Dieter Diener, Geschäftsführer der Landesvereinigung Bauwirtschaft Baden-Württemberg, sieht die Bau- und Abfallwirtschaft im Land auf einen regelrechten Entsorgungsnotstand zusteuern: „Es ist schlicht ein Unding, die bundesweite AVV-Verordnung zur Müllentsorgung kurzfristig zu ändern, ohne die weit reichenden Folgen zu bedenken. Für unsere Baubetriebe bedeutet diese Neuregelung teilweise Transportwege von mehr als hundert Kilometern, weil sie die als gefährlich deklarierten Dämmstoffe nun nicht mehr in normalen Müllverbrennungsanlagen vor Ort entsorgen können. Das wird mit Sicherheit auch Auswirkungen auf die Preise haben.“ Schon jetzt hat der absehbare Kapazitätsengpass dazu geführt, dass die Entsorgungspreise bundesweit kräftig erhöht wurden. Hat man vor kurzem noch 200,- Euro pro Tonne für die Beseitigung gefährlicher Abfälle gezahlt, werden nun 1.700,- Euro und mehr verlangt. Auch die längeren Transportwege für Spezialmüll werden letztlich auf die Sanierungskosten durchschlagen.
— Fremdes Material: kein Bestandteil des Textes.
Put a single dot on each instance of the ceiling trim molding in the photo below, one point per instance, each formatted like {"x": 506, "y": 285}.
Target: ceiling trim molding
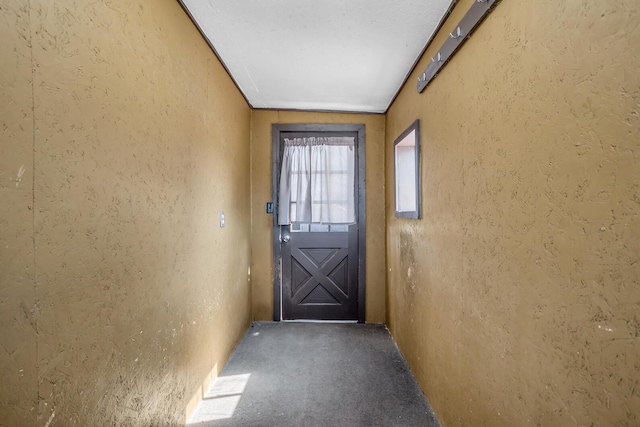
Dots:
{"x": 215, "y": 52}
{"x": 295, "y": 110}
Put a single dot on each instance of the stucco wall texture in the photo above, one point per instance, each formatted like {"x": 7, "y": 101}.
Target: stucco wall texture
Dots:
{"x": 122, "y": 138}
{"x": 516, "y": 298}
{"x": 261, "y": 193}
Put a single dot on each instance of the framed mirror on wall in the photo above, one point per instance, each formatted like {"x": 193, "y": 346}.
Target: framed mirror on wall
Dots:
{"x": 407, "y": 172}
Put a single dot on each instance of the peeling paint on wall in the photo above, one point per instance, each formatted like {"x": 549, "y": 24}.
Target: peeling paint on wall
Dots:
{"x": 516, "y": 298}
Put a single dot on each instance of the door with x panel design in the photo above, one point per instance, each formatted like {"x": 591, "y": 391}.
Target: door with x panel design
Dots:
{"x": 318, "y": 223}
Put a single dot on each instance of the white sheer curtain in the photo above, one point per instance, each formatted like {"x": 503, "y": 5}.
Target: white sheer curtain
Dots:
{"x": 317, "y": 181}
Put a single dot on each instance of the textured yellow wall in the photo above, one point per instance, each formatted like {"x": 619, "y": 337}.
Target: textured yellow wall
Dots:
{"x": 132, "y": 138}
{"x": 261, "y": 193}
{"x": 516, "y": 299}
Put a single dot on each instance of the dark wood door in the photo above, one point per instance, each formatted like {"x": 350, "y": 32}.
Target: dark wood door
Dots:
{"x": 319, "y": 268}
{"x": 320, "y": 275}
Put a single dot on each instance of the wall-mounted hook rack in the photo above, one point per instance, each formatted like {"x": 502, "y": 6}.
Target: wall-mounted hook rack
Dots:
{"x": 469, "y": 22}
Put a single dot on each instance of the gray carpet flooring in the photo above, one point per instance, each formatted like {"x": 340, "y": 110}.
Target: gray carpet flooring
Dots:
{"x": 315, "y": 374}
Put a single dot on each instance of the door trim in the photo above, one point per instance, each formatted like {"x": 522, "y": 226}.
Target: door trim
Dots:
{"x": 277, "y": 129}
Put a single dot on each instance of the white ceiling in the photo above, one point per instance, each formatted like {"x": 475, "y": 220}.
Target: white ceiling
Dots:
{"x": 329, "y": 55}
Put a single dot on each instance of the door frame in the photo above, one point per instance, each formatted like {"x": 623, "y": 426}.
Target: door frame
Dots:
{"x": 277, "y": 130}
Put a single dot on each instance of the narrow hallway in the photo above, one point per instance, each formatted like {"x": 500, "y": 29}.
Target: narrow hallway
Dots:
{"x": 315, "y": 374}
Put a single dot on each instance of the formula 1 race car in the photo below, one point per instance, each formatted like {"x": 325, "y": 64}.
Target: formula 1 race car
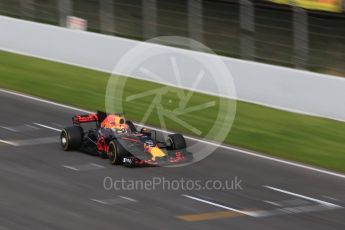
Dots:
{"x": 112, "y": 136}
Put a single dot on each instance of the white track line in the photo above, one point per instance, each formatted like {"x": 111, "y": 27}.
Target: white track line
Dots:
{"x": 220, "y": 206}
{"x": 272, "y": 203}
{"x": 99, "y": 201}
{"x": 304, "y": 197}
{"x": 8, "y": 142}
{"x": 97, "y": 165}
{"x": 194, "y": 139}
{"x": 70, "y": 167}
{"x": 47, "y": 127}
{"x": 9, "y": 129}
{"x": 128, "y": 198}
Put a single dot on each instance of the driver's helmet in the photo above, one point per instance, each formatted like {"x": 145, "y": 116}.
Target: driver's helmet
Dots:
{"x": 115, "y": 122}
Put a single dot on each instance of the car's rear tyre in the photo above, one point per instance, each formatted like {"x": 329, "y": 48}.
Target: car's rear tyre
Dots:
{"x": 71, "y": 138}
{"x": 176, "y": 141}
{"x": 116, "y": 153}
{"x": 131, "y": 126}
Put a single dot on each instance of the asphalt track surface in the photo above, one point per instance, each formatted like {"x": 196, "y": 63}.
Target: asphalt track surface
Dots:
{"x": 43, "y": 187}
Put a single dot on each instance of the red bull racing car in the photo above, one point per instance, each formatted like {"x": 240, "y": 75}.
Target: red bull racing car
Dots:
{"x": 112, "y": 136}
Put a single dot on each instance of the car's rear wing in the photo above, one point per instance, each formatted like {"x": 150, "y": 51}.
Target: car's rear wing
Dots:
{"x": 85, "y": 118}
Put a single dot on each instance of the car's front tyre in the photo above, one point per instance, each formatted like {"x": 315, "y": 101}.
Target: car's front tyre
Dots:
{"x": 116, "y": 152}
{"x": 71, "y": 138}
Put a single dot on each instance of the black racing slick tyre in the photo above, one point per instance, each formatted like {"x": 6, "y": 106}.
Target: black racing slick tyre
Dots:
{"x": 71, "y": 138}
{"x": 176, "y": 141}
{"x": 116, "y": 153}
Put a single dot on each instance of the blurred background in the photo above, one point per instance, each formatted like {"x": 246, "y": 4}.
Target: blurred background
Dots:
{"x": 300, "y": 35}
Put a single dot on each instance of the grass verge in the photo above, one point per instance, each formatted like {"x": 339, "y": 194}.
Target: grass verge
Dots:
{"x": 306, "y": 139}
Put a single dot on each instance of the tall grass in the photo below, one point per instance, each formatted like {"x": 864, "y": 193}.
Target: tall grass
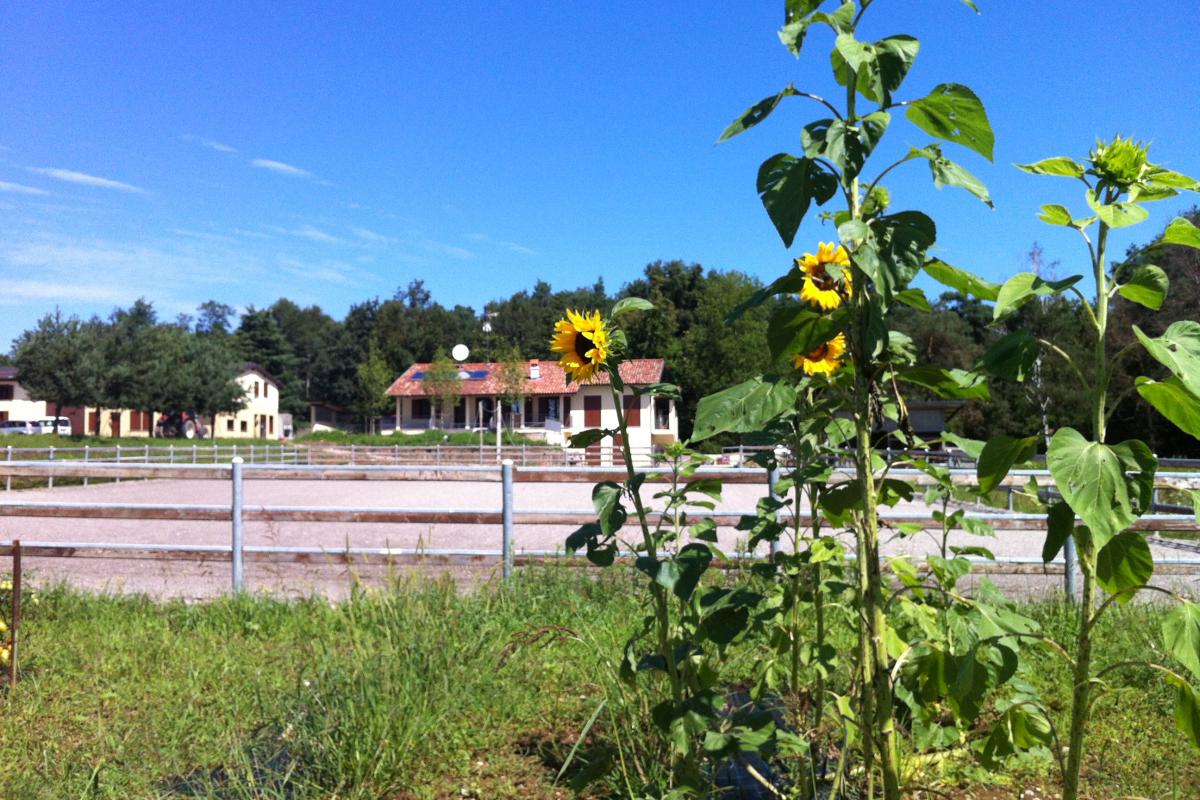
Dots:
{"x": 417, "y": 692}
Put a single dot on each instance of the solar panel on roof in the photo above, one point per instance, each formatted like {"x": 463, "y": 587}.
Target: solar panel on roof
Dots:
{"x": 466, "y": 374}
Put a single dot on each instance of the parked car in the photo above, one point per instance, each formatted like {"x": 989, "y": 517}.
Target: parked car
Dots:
{"x": 180, "y": 425}
{"x": 60, "y": 426}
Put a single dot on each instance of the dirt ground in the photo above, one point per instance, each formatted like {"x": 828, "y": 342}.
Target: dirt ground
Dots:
{"x": 192, "y": 579}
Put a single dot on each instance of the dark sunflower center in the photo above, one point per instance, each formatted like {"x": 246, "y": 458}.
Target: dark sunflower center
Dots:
{"x": 582, "y": 344}
{"x": 823, "y": 280}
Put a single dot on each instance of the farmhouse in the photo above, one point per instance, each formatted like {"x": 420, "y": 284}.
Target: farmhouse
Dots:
{"x": 551, "y": 409}
{"x": 259, "y": 417}
{"x": 15, "y": 401}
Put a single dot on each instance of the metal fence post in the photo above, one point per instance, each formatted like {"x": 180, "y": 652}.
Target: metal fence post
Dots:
{"x": 772, "y": 479}
{"x": 235, "y": 516}
{"x": 507, "y": 515}
{"x": 1068, "y": 572}
{"x": 15, "y": 633}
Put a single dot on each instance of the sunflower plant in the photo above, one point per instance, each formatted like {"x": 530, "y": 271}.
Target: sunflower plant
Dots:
{"x": 1107, "y": 486}
{"x": 835, "y": 329}
{"x": 676, "y": 654}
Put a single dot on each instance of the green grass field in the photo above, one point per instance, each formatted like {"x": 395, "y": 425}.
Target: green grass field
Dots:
{"x": 420, "y": 692}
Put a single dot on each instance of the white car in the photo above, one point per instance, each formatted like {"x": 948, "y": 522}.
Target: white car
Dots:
{"x": 60, "y": 426}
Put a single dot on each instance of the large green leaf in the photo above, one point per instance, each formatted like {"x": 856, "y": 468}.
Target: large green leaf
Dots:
{"x": 1116, "y": 215}
{"x": 1012, "y": 356}
{"x": 1182, "y": 232}
{"x": 894, "y": 251}
{"x": 627, "y": 305}
{"x": 1173, "y": 400}
{"x": 1187, "y": 713}
{"x": 1179, "y": 350}
{"x": 1060, "y": 525}
{"x": 756, "y": 113}
{"x": 948, "y": 384}
{"x": 606, "y": 500}
{"x": 1125, "y": 564}
{"x": 1108, "y": 486}
{"x": 963, "y": 281}
{"x": 844, "y": 144}
{"x": 1024, "y": 287}
{"x": 879, "y": 68}
{"x": 947, "y": 173}
{"x": 1145, "y": 286}
{"x": 789, "y": 186}
{"x": 999, "y": 456}
{"x": 1060, "y": 166}
{"x": 1181, "y": 636}
{"x": 795, "y": 329}
{"x": 954, "y": 113}
{"x": 744, "y": 408}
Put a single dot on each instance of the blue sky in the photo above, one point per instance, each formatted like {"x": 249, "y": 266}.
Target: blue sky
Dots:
{"x": 330, "y": 152}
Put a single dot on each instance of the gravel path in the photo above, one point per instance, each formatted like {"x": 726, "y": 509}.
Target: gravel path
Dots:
{"x": 192, "y": 579}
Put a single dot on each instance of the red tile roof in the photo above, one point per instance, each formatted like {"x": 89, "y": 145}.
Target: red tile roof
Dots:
{"x": 636, "y": 372}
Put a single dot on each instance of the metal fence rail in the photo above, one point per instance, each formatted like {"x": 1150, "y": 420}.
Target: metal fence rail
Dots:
{"x": 238, "y": 512}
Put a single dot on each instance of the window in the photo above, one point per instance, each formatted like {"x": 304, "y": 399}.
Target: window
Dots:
{"x": 663, "y": 413}
{"x": 592, "y": 410}
{"x": 633, "y": 404}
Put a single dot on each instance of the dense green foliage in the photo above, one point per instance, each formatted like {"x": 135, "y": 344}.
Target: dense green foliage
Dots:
{"x": 420, "y": 692}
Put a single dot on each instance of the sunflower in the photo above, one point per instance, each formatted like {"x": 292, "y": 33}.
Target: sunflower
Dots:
{"x": 825, "y": 360}
{"x": 821, "y": 288}
{"x": 583, "y": 342}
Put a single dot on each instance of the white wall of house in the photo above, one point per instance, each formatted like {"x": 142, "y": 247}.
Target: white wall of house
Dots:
{"x": 259, "y": 419}
{"x": 19, "y": 407}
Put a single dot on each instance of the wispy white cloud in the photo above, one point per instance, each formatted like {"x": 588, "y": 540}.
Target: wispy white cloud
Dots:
{"x": 84, "y": 179}
{"x": 511, "y": 246}
{"x": 307, "y": 232}
{"x": 366, "y": 234}
{"x": 203, "y": 235}
{"x": 21, "y": 292}
{"x": 211, "y": 144}
{"x": 281, "y": 168}
{"x": 442, "y": 248}
{"x": 21, "y": 188}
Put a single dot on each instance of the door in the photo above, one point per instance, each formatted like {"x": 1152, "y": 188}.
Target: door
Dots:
{"x": 592, "y": 410}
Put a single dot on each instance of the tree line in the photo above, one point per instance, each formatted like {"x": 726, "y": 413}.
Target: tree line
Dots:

Zurzeit gibt es bundesweit 60 gesonderte Verbrennungsanlagen für gefährliche Abfälle, eine davon in Baden-Württemberg. Entsprechend seiner Größe müssten im Land anteilig aber mindestens acht solcher Anlagen vorhanden sein. Angesichts des kurzfristig nicht zu lösenden verschärften Abfallproblems appelliert die Landesvereinigung Bauwirtschaft an die Landesregierung in Stuttgart, eine Aussetzung der Verordnung von mindestens 6 Monaten vorzunehmen und die Entsorgung aller Styroporabfälle solange in der bisher praktizierten Weise weiter zu gestatten.

 

Hinweis: In EPS Dämmstoffen ist seit Januar 2015 bei keinem Hersteller mehr das Brandschutzmittel HBCD enthalten. Alle Dämmstoffe die danach verwendet werden stellen bei der Entsorgung keinen gefährlichen Abfall dar und können über die „normalen“ Entsorgungswege entsorgt werden. Die Hersteller arbeiten an einer Kennzeichnung des unbedenklichen Dämmstoffes, bisher sind die Lieferscheine mit der genauen Bezeichnung als Nachweise vorzulegen.